Operator precedence / associativity simply tells you which operands belong to which operators. For example, the expression a = b++ can be formally interpreted as (a = b)++ and as a = (b++) . The precedence / associativity of the operators in this case simply tells you that the last interpretation is correct, and the first is incorrect (i.e. ++ is applied to b , and not to the result a = b ).
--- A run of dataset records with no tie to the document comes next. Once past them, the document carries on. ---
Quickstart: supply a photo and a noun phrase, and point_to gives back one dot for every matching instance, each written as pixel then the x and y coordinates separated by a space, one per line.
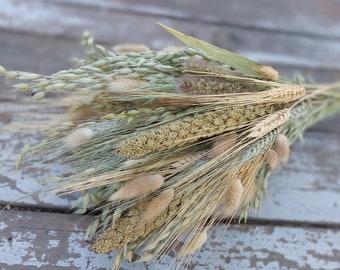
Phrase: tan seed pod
pixel 138 187
pixel 78 137
pixel 125 84
pixel 249 192
pixel 157 205
pixel 127 47
pixel 194 244
pixel 232 198
pixel 282 148
pixel 269 123
pixel 2 70
pixel 269 73
pixel 223 144
pixel 38 96
pixel 273 159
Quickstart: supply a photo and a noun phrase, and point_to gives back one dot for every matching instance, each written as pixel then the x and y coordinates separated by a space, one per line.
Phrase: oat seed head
pixel 191 129
pixel 138 187
pixel 130 47
pixel 269 123
pixel 223 144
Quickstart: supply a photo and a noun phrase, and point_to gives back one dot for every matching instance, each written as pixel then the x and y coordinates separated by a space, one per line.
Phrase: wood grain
pixel 33 240
pixel 119 25
pixel 298 227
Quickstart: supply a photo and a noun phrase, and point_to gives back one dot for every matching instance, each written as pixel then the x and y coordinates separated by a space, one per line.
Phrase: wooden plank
pixel 319 19
pixel 114 26
pixel 30 240
pixel 307 187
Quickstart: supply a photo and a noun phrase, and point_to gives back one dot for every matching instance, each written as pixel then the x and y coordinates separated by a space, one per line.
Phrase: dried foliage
pixel 163 144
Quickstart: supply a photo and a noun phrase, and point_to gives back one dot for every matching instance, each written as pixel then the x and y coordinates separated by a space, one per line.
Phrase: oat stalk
pixel 165 144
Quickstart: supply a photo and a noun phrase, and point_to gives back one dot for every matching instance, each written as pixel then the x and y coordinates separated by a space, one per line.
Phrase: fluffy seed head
pixel 138 187
pixel 282 148
pixel 2 70
pixel 273 159
pixel 78 137
pixel 38 96
pixel 193 244
pixel 249 192
pixel 232 198
pixel 269 73
pixel 223 144
pixel 157 205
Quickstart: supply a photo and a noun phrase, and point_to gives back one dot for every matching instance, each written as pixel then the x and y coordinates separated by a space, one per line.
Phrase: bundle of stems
pixel 165 144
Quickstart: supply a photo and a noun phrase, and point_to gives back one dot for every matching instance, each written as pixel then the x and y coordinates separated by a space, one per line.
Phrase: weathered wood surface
pixel 299 225
pixel 41 240
pixel 306 38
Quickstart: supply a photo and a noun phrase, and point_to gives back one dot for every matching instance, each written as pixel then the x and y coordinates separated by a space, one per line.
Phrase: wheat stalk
pixel 164 144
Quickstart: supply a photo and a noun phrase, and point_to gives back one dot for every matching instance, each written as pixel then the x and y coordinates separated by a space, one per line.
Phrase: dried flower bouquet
pixel 164 144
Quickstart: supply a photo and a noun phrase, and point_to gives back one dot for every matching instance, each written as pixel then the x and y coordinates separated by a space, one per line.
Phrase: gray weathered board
pixel 299 225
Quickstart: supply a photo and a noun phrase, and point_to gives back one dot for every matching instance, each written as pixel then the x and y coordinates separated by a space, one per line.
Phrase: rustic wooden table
pixel 299 225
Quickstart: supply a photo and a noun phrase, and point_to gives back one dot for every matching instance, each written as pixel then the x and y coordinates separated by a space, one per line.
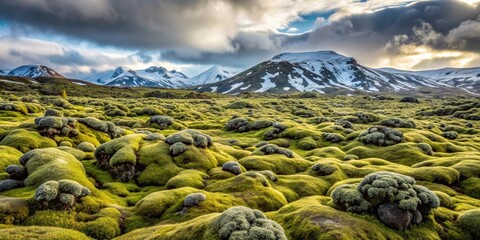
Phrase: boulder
pixel 394 217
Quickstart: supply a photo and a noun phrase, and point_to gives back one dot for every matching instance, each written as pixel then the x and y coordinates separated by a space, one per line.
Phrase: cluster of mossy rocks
pixel 186 149
pixel 62 194
pixel 393 198
pixel 53 123
pixel 381 136
pixel 241 124
pixel 245 223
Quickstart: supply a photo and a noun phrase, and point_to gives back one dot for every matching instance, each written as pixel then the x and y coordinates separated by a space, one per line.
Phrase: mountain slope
pixel 3 72
pixel 323 71
pixel 150 77
pixel 465 78
pixel 211 75
pixel 34 71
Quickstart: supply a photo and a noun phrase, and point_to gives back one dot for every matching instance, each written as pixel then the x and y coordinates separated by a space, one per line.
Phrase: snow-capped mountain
pixel 323 71
pixel 3 72
pixel 465 78
pixel 34 71
pixel 212 75
pixel 150 77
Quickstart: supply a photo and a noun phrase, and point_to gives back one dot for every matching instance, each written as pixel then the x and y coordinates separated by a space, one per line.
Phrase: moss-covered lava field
pixel 199 166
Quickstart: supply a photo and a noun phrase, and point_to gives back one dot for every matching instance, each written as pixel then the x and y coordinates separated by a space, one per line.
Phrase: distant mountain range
pixel 31 71
pixel 150 77
pixel 212 75
pixel 322 71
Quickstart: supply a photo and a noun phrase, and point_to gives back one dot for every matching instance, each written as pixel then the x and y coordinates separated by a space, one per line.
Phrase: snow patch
pixel 267 82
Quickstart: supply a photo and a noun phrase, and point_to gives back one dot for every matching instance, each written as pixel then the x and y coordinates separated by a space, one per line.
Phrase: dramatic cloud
pixel 191 34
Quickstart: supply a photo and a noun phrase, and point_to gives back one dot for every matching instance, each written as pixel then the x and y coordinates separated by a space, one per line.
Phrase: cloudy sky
pixel 78 38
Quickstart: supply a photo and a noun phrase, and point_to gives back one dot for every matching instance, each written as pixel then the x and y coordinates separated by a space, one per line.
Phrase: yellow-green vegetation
pixel 167 164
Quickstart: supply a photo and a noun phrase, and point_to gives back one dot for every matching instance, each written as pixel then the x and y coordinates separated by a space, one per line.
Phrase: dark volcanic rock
pixel 410 100
pixel 394 217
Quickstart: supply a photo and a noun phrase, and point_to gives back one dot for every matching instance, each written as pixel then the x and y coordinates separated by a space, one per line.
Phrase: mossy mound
pixel 164 122
pixel 313 218
pixel 253 188
pixel 25 140
pixel 41 233
pixel 241 124
pixel 51 126
pixel 13 210
pixel 103 126
pixel 394 197
pixel 276 162
pixel 245 223
pixel 156 162
pixel 381 136
pixel 53 164
pixel 61 194
pixel 8 156
pixel 398 123
pixel 119 156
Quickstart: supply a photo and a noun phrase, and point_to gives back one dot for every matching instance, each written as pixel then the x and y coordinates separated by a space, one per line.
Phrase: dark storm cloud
pixel 248 52
pixel 208 31
pixel 147 24
pixel 71 57
pixel 433 23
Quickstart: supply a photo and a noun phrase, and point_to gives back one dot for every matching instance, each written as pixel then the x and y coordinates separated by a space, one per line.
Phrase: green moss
pixel 197 228
pixel 471 187
pixel 311 218
pixel 102 228
pixel 277 163
pixel 443 175
pixel 252 187
pixel 13 210
pixel 300 186
pixel 188 178
pixel 41 233
pixel 8 156
pixel 25 141
pixel 470 222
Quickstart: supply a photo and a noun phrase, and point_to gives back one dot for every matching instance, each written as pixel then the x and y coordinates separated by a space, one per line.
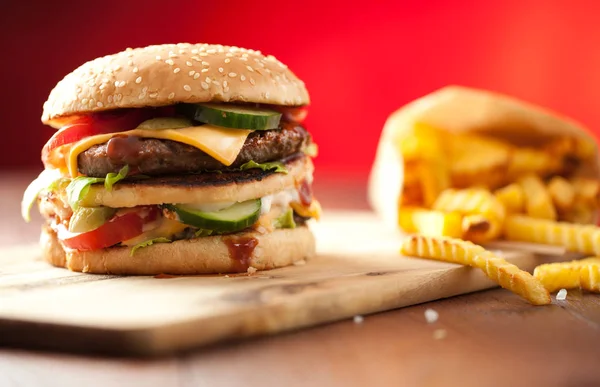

This again does not mean that b should be increased first. The priority / associativity of the operators, again, relates to what happens "first" and what happens "next." It just tells you that the result of the b++ expression is assigned to a . By definition, the result of b++ (postfix increment) is the original value of b . This is why a will get the original value of b , which is 1. When the variable b increases, it will be completely irrelevant until a gets the assigned b original value. The compiler is allowed to evaluate this expression in any order and increment b at any time: everything goes while a somehow gets the original value of b (and no one really cares about how this "somehow" works inside).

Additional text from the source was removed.